The approximately 600 m^{2} Jewish cemetery in Anklam is located in the street "Min Hüsung", on Pasewalker Allee, outside the city center. It is situated in the middle of a housing estate, at the edge of an industrial area. The entrance is located at the southwest corner of the complex, in the street "Min Hüsung". Along the street "Min Hüsung" the complex is enclosed with a 1.3 m high ornamental wall of concrete and stones. It is separated from south and east adjoining private properties by a 0.50 m high field stone wall capped by a red clinker brick-on-end course and a newly planted hedge in front of it. There are no paths at the cemetery, the entire complex is laid out as a meadow. The southern part is planted with chestnut trees and the northern part with maple and ash trees.

On the cemetery there are 31 very well preserved gravestones dating from the end of the 19th / beginning of the 20th century. All gravestones face south with German inscriptions on the back. In the southern part of the cemetery there is a memorial stone with the inscription "In remembrance of the Jewish victims of fascism – a reminder to Everyone".

The whole complex is in a very good and well-maintained condition. Only the containers for recyclable materials set up in the north in front of the cemetery wall disturb the overall impression of the complex. Jewish cemeteries were marked in the official maps as burial places and signed with an L instead of a †. Mostly they were located further away from cities and communities, mainly in barn areas or similar remote places. In Anklam, the cemetery is located along the former railway station and railway line in front of the old town.

Around 1850 the cemetery was built on the outskirts of Anklam.

== History ==
The Jewish community in Anklam, which was founded at the beginning of the 19th century, was able to build its first cemetery in 1817, which seems to have been used only for a short time. Nothing remains of it. In 1925 the cemetery was made available by the Jewish community for the construction of a branch of the Reichsbank.

Around 1850 a new cemetery was built on the outskirts of the town, which was used until the Nazi era (1936 last funeral) but was later destroyed. In 1948 the cemetery was restored. There are 32 preserved gravestones. A memorial stone by the sculptor Bruno Giese was erected with the inscription: "In remembrance of the Jewish victims of fascism – a reminder to Everyone".

The old cemetery was situated in the Großen Wall (area of today's street "Großer Wall"); the new cemetery in today's residential area Lilienthalhof/in the street "Min Hüsung".

The last evidence for one of the larger Jewish congregations in Western Pomerania, the Anklamer congregation, is the Jewish cemetery at the "Min Hüsung". Here the last burials took place in 1936. During the pogromnight from 9 to 10 November 1938 the cemetery was desecrated. In 1940, in the name of the Reich Association of Jews in Germany and the dissolving synagogue congregation, the cemetery land was sold for 250 Marks to the Mecklenburg-Pommersche Schmalspurbahn AG, which had undertaken not to interfere with it. Following the bomb attacks on the town in August 1944, however, it was used as a dumping ground for rubble and the cemetery was largely destroyed.
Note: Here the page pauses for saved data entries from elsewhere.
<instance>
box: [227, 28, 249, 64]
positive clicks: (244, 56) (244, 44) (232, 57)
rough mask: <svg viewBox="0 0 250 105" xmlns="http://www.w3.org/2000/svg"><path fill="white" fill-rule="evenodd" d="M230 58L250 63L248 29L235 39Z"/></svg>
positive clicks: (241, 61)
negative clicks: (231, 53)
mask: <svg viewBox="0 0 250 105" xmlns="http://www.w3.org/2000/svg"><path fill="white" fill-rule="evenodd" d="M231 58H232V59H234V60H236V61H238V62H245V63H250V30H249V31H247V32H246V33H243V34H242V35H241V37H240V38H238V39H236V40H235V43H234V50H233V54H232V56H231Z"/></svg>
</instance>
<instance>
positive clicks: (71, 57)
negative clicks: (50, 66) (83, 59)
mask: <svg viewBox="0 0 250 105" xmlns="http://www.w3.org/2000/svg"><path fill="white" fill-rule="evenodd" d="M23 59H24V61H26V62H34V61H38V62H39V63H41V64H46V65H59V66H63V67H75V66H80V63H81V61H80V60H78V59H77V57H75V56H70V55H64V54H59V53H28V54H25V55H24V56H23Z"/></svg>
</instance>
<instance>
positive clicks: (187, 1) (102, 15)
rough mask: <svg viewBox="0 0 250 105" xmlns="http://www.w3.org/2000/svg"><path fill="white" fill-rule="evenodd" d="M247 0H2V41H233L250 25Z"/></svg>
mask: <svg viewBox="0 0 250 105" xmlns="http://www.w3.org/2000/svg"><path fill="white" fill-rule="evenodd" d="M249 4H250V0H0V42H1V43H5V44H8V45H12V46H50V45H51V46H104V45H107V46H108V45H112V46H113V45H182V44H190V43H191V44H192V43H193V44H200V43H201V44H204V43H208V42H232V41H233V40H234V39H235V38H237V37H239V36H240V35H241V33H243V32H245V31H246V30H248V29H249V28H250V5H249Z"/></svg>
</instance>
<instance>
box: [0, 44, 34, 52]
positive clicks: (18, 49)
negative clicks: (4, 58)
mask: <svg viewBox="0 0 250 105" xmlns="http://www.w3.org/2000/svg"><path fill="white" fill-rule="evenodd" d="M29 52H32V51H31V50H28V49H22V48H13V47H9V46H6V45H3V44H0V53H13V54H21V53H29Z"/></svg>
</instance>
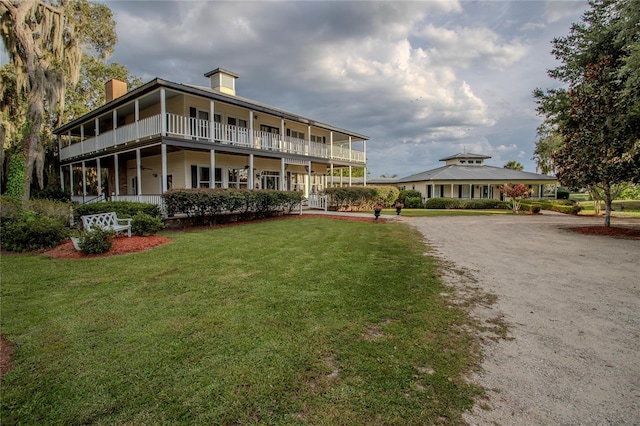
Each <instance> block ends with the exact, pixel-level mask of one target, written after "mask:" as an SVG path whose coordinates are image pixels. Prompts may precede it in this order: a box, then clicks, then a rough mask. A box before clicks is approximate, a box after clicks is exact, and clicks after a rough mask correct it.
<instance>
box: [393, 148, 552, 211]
mask: <svg viewBox="0 0 640 426" xmlns="http://www.w3.org/2000/svg"><path fill="white" fill-rule="evenodd" d="M488 158H491V157H488V156H486V155H479V154H471V153H461V154H456V155H452V156H450V157H446V158H442V159H440V161H445V165H444V166H442V167H438V168H437V169H432V170H427V171H425V172H421V173H416V174H414V175H411V176H407V177H404V178H401V179H398V180H397V181H396V185H397V186H398V187H399V188H400V189H411V190H415V191H420V193H421V194H422V197H423V200H427V199H429V198H440V197H445V198H464V199H474V198H492V199H502V194H501V193H500V190H499V189H498V188H499V187H500V185H503V184H505V183H510V182H511V183H521V184H524V185H527V186H529V188H531V190H532V194H531V196H532V197H542V196H543V195H544V187H545V186H546V185H551V186H552V187H553V188H555V186H556V184H557V179H556V178H555V177H553V176H546V175H541V174H537V173H529V172H521V171H518V170H512V169H505V168H501V167H493V166H488V165H486V164H484V160H486V159H488ZM552 195H555V193H552Z"/></svg>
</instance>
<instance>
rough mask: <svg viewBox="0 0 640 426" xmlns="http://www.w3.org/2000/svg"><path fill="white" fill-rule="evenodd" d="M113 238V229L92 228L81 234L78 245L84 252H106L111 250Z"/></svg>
mask: <svg viewBox="0 0 640 426" xmlns="http://www.w3.org/2000/svg"><path fill="white" fill-rule="evenodd" d="M114 238H115V232H113V231H110V230H106V229H102V228H93V229H92V230H91V231H88V232H85V233H84V234H82V236H81V237H80V241H79V242H78V246H79V247H80V250H81V251H82V252H83V253H86V254H100V253H106V252H108V251H109V250H111V247H112V246H113V239H114Z"/></svg>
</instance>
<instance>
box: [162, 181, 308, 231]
mask: <svg viewBox="0 0 640 426" xmlns="http://www.w3.org/2000/svg"><path fill="white" fill-rule="evenodd" d="M163 198H164V201H165V205H166V207H167V213H168V214H169V216H172V215H176V214H186V215H187V216H188V217H189V218H190V219H191V221H192V223H194V224H204V223H208V222H212V221H215V220H219V219H220V218H221V217H222V216H223V215H229V214H238V213H239V214H242V215H243V216H244V217H245V218H248V217H250V216H252V215H256V216H259V217H266V216H270V215H275V214H277V213H279V212H282V211H291V210H292V209H293V208H295V206H298V205H300V203H301V202H302V194H301V193H299V192H287V191H272V190H261V191H252V190H246V189H174V190H171V191H167V192H166V193H165V194H164V195H163Z"/></svg>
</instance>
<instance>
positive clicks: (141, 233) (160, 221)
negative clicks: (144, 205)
mask: <svg viewBox="0 0 640 426" xmlns="http://www.w3.org/2000/svg"><path fill="white" fill-rule="evenodd" d="M132 219H133V220H132V221H131V232H132V233H133V234H134V235H139V236H141V237H146V236H148V235H154V234H156V233H157V232H158V231H161V230H162V229H164V222H163V221H162V219H161V218H159V217H155V216H151V215H148V214H146V213H142V212H138V213H136V214H135V216H133V218H132Z"/></svg>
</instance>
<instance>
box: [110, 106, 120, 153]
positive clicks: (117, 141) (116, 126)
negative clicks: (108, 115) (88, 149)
mask: <svg viewBox="0 0 640 426" xmlns="http://www.w3.org/2000/svg"><path fill="white" fill-rule="evenodd" d="M111 120H113V146H116V145H117V144H118V139H117V135H116V133H118V132H116V129H117V128H118V112H117V111H116V110H115V109H114V110H113V114H112V116H111Z"/></svg>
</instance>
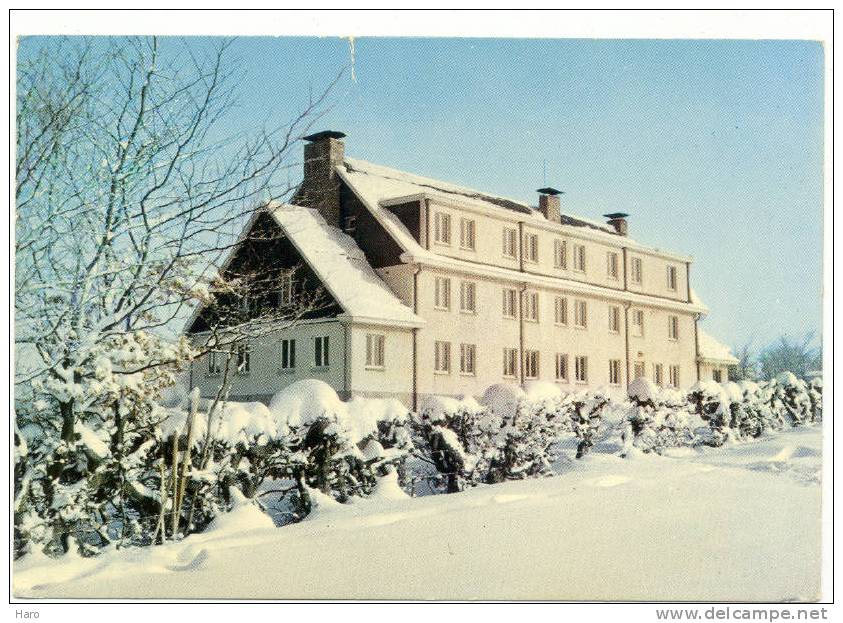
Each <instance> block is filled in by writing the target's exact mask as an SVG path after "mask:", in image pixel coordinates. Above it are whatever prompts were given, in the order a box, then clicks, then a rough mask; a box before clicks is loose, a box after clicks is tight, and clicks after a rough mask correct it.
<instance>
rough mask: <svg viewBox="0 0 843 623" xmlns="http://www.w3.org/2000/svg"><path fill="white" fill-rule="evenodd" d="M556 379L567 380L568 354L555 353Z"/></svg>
mask: <svg viewBox="0 0 843 623" xmlns="http://www.w3.org/2000/svg"><path fill="white" fill-rule="evenodd" d="M556 380H557V381H564V382H565V383H567V382H568V355H566V354H564V353H556Z"/></svg>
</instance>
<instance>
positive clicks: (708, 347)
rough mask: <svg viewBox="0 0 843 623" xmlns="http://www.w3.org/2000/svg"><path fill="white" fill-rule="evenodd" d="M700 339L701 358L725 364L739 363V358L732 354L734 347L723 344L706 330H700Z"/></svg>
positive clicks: (700, 354) (700, 356)
mask: <svg viewBox="0 0 843 623" xmlns="http://www.w3.org/2000/svg"><path fill="white" fill-rule="evenodd" d="M698 339H699V357H700V359H703V360H705V361H710V362H713V363H721V364H725V365H735V364H737V363H738V359H737V358H736V357H735V356H734V355H733V354H732V349H730V348H729V347H728V346H726V345H725V344H721V343H720V342H718V341H717V340H715V339H714V338H713V337H711V336H710V335H709V334H708V333H706V332H705V331H702V330H700V331H699V334H698Z"/></svg>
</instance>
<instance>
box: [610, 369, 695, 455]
mask: <svg viewBox="0 0 843 623" xmlns="http://www.w3.org/2000/svg"><path fill="white" fill-rule="evenodd" d="M628 394H629V400H630V405H629V408H628V410H627V417H626V421H627V424H626V428H625V430H624V433H623V451H622V453H621V455H622V456H628V455H629V454H630V453H631V451H632V450H633V449H636V450H640V451H641V452H645V453H647V452H656V453H659V454H661V453H662V452H663V451H664V450H665V449H666V448H671V447H676V446H682V445H688V444H690V443H691V442H692V439H693V434H692V432H691V425H690V421H689V415H690V414H689V413H688V409H687V403H686V402H685V401H684V399H683V396H682V395H681V394H680V393H679V392H676V391H675V390H671V389H660V388H658V387H657V386H656V385H655V384H654V383H652V382H651V381H649V380H648V379H645V378H638V379H636V380H635V381H633V382H632V383H631V384H630V386H629V389H628Z"/></svg>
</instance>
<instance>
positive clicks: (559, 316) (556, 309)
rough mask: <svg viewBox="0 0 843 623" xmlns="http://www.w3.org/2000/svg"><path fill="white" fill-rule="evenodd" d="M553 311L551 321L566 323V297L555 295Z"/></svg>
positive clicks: (566, 322)
mask: <svg viewBox="0 0 843 623" xmlns="http://www.w3.org/2000/svg"><path fill="white" fill-rule="evenodd" d="M553 311H554V313H553V321H554V322H555V323H556V324H562V325H566V324H568V299H566V298H565V297H562V296H557V297H556V304H555V305H554V310H553Z"/></svg>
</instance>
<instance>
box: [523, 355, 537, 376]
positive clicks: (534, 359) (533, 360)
mask: <svg viewBox="0 0 843 623" xmlns="http://www.w3.org/2000/svg"><path fill="white" fill-rule="evenodd" d="M540 373H541V353H540V352H539V351H537V350H524V378H525V379H530V380H532V379H537V378H539V374H540Z"/></svg>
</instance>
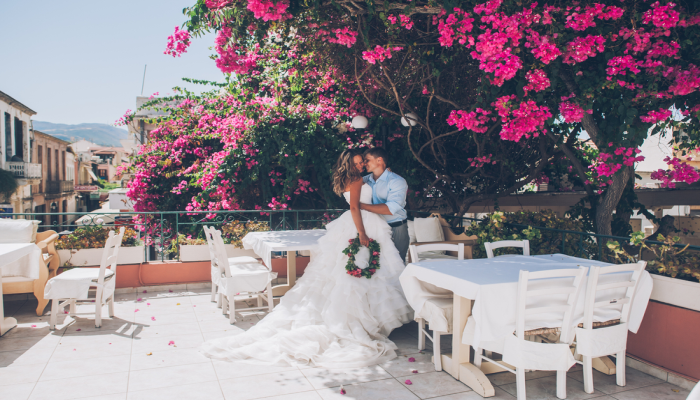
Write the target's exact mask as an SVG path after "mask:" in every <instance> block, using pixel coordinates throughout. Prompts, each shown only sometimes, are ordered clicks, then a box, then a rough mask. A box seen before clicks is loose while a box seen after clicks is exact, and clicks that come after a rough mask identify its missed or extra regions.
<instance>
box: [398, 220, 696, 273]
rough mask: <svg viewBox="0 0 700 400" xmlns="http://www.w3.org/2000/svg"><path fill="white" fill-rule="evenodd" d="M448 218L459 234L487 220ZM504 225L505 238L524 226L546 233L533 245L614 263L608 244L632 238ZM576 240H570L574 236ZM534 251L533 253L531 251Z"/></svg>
mask: <svg viewBox="0 0 700 400" xmlns="http://www.w3.org/2000/svg"><path fill="white" fill-rule="evenodd" d="M411 213H412V214H413V215H416V216H418V215H420V216H427V215H430V214H431V213H429V212H422V211H413V212H411ZM443 218H445V219H446V220H448V221H454V220H455V219H456V224H454V225H455V229H453V231H456V232H455V233H463V232H464V230H465V229H466V228H468V227H469V226H470V225H471V224H473V223H481V222H483V221H484V220H483V219H479V218H470V217H456V216H443ZM503 225H504V226H505V227H507V228H510V230H506V231H505V232H504V234H503V237H506V236H507V235H508V234H511V233H520V232H522V230H523V229H529V228H534V229H537V230H539V231H540V232H542V237H541V238H540V239H539V240H536V241H534V242H533V241H532V240H531V241H530V245H531V250H532V247H535V248H538V247H540V246H547V248H551V249H555V248H556V249H557V250H558V251H559V252H560V253H561V254H566V255H570V256H574V257H580V258H587V259H590V260H598V261H607V262H613V261H614V260H613V259H612V258H611V257H612V252H611V251H610V250H608V249H607V246H606V243H607V242H608V241H611V240H614V241H617V242H619V243H621V244H625V243H630V240H631V238H630V237H627V236H614V235H601V234H597V233H590V232H582V231H571V230H566V229H557V228H548V227H543V226H533V225H526V224H517V223H512V222H504V223H503ZM572 238H573V240H569V239H572ZM644 243H646V244H647V245H650V246H662V245H665V243H663V242H659V241H656V240H645V241H644ZM674 247H678V248H685V247H687V249H688V250H690V251H698V252H700V246H694V245H687V244H683V243H677V244H675V245H674ZM531 254H533V253H532V252H531Z"/></svg>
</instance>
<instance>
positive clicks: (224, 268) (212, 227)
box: [209, 227, 231, 278]
mask: <svg viewBox="0 0 700 400" xmlns="http://www.w3.org/2000/svg"><path fill="white" fill-rule="evenodd" d="M209 232H211V235H212V244H213V246H214V255H215V256H216V257H215V258H214V259H215V263H216V266H217V267H219V272H220V273H221V275H222V276H225V277H227V278H230V277H231V268H230V266H229V264H228V255H227V254H226V245H225V244H224V239H223V238H222V237H221V231H220V230H218V229H215V228H214V227H211V228H209Z"/></svg>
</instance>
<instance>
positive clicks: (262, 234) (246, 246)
mask: <svg viewBox="0 0 700 400" xmlns="http://www.w3.org/2000/svg"><path fill="white" fill-rule="evenodd" d="M325 234H326V230H325V229H313V230H301V231H268V232H250V233H249V234H247V235H245V237H244V238H243V240H242V241H241V242H243V248H245V249H248V250H250V249H252V250H253V251H254V252H255V254H257V255H258V256H259V257H261V258H262V259H263V262H264V263H265V265H267V267H268V268H272V252H273V251H299V250H315V248H316V245H317V244H318V239H320V238H321V237H322V236H323V235H325Z"/></svg>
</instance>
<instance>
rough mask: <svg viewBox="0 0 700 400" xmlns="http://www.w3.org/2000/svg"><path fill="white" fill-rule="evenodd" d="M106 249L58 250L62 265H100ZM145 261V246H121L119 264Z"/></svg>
mask: <svg viewBox="0 0 700 400" xmlns="http://www.w3.org/2000/svg"><path fill="white" fill-rule="evenodd" d="M103 251H104V249H82V250H58V257H59V258H60V260H61V263H60V265H61V266H63V264H65V263H66V262H70V264H71V265H74V266H99V265H100V262H101V261H102V252H103ZM143 262H144V247H143V246H137V247H121V248H120V249H119V257H117V264H141V263H143Z"/></svg>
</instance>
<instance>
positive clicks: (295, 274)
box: [272, 251, 297, 296]
mask: <svg viewBox="0 0 700 400" xmlns="http://www.w3.org/2000/svg"><path fill="white" fill-rule="evenodd" d="M296 281H297V252H296V251H288V252H287V284H286V285H277V286H273V287H272V295H273V296H282V295H284V294H285V293H287V292H288V291H289V289H291V288H292V287H293V286H294V284H295V283H296Z"/></svg>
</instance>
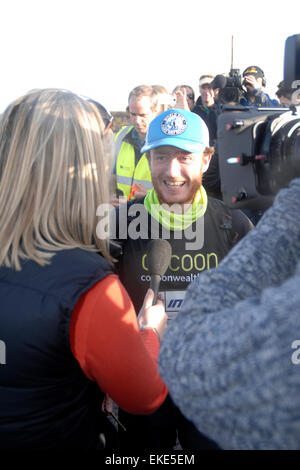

Until their deportation in 1942, 11 Jews continued to live in Anklam. The last Jewish residents of Anklam were deported on 11-12 February 1940 via Szczecin to the district of Lublin in occupied Poland; no-one returned.

In 1948 the cemetery was returned to the new Jewish congregation of Mecklenburg. At the beginning of the 1950s, the site was cleaned up and the stones were restored. Since 1962 it has existed in its present form as a memorial having been declared a memorial in the presence of a rabbi. The city has assumed responsibility for its preservation and care.